Creating a new data assets uses default datastore by default
kenza-bouzid opened this issue · 1 comments
We've encountered this issue recently:
Dataset initialization failed: UserErrorException:
Message: Failed with visit error: Failed with execution error: error in streaming from input data sources
VisitError(ExecutionError(StreamError(NotFound)))
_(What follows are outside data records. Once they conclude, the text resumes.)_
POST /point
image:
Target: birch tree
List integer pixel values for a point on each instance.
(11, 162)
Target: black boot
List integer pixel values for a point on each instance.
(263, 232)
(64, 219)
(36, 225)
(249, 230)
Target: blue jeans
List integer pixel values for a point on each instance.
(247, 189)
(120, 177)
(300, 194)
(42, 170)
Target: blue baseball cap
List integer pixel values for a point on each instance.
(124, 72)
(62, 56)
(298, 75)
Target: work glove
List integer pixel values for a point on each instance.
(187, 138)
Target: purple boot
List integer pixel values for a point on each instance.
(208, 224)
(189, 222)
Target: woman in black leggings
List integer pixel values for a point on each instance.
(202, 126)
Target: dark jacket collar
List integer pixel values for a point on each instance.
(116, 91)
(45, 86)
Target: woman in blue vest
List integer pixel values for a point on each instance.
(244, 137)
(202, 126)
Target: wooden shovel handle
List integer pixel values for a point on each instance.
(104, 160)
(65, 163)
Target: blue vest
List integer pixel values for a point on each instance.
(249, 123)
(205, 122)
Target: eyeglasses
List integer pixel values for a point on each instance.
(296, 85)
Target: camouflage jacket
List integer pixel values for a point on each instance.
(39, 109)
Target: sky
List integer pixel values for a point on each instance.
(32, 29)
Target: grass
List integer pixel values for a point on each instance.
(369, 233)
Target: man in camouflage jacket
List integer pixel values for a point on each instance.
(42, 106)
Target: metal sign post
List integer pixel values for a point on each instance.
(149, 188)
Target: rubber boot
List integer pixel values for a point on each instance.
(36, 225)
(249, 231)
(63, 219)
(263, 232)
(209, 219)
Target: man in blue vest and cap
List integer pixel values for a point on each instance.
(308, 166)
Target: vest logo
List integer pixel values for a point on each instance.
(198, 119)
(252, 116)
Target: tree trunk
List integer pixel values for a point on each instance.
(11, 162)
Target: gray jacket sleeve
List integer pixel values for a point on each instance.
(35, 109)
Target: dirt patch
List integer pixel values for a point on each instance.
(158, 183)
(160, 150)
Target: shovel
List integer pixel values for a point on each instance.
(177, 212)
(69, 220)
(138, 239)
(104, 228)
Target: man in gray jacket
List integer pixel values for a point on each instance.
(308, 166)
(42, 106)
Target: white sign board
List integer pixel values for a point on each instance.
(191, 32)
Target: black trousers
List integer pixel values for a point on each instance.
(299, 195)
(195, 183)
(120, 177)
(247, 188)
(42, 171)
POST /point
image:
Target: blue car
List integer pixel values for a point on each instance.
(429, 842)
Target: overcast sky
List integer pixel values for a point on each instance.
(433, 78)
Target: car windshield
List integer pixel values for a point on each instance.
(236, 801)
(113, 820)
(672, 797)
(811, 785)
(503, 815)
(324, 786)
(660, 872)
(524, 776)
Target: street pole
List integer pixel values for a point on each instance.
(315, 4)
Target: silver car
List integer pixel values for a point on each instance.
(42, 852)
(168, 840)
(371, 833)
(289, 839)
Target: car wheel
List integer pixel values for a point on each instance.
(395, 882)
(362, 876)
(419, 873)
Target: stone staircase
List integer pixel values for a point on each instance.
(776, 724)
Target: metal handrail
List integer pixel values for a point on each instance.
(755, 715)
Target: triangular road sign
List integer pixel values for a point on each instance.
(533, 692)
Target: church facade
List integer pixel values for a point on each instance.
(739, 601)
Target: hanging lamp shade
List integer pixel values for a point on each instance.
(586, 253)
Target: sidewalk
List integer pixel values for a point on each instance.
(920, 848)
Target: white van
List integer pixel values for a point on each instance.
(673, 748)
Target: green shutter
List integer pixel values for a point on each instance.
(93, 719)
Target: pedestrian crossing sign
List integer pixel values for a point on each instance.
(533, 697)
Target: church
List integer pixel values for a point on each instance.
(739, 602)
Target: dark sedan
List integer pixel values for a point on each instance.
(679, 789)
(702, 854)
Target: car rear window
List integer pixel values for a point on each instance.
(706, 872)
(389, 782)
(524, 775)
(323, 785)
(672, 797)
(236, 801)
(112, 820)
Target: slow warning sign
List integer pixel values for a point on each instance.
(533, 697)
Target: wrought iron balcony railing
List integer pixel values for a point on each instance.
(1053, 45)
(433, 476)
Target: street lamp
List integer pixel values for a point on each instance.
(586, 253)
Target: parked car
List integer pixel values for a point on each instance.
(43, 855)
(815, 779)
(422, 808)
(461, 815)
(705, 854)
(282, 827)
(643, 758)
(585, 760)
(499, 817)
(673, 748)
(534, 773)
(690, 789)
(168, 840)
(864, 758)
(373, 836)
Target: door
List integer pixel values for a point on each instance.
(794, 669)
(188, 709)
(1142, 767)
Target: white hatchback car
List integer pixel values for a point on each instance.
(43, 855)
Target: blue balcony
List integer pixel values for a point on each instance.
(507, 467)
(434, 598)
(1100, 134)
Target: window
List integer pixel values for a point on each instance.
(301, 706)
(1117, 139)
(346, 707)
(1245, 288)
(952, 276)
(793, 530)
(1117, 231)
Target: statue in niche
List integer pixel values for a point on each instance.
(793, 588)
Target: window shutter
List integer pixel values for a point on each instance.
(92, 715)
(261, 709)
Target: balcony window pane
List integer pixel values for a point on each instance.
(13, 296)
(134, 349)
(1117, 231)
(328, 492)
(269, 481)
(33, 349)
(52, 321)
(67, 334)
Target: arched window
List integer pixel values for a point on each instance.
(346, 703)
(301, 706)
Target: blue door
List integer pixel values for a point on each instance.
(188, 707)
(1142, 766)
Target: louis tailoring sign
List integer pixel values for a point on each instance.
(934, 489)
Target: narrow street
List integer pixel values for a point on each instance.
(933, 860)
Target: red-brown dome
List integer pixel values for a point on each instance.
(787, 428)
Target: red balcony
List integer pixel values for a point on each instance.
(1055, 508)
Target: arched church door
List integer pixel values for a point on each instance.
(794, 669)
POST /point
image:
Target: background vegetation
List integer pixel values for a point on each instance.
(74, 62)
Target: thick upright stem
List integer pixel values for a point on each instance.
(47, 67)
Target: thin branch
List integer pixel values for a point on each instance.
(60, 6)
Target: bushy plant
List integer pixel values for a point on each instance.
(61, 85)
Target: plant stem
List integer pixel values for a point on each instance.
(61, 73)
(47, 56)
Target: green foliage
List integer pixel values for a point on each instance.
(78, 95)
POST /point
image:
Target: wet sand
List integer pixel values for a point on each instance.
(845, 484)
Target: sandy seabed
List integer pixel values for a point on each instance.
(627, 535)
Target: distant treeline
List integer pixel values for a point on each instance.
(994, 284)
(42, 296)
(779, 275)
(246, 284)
=> Failed with execution error: error in streaming from input data sources
ExecutionError(StreamError(NotFound))
InnerException None
ErrorResponse
{
"error": {
"code": "UserError",
"message": "Failed with visit error: Failed with execution error: error in streaming from input data sources\n\tVisitError(ExecutionError(StreamError(NotFound)))\n=> Failed with execution error: error in streaming from input data sources\n\tExecutionError(StreamError(NotFound))"
}
}
This happened because the data asset was created using the workspace's default datastore. On shared workspaces like (hai4, mprr1ws), the default datastore doesn't contain our private data.
One should specify --datastore when submitting the first ever job that creates the data assets as we can not delete/edit data assets once they are created.
Using the default workspace's datastore by default is not always desired, can we come up with another strategy for default datastores?
Possible options:
- The user has to specify a datastore for the first job: in get_or_create_data_asset only create the data asset if datastore is specified, this would force the user to be careful the first time and specify the right datastore
- Before using the default workspace's datastore: can we check that the dataset exists already? if not throw an error:
Input Dataset doesn't exist in default datastore, please specify the right datastore
?
After some more investigation here, it seems that creating new assets using the _create_v2_data_assets
in datasets.py
is creating all new assets in the default datastore, even if the datastore is specified on the command line.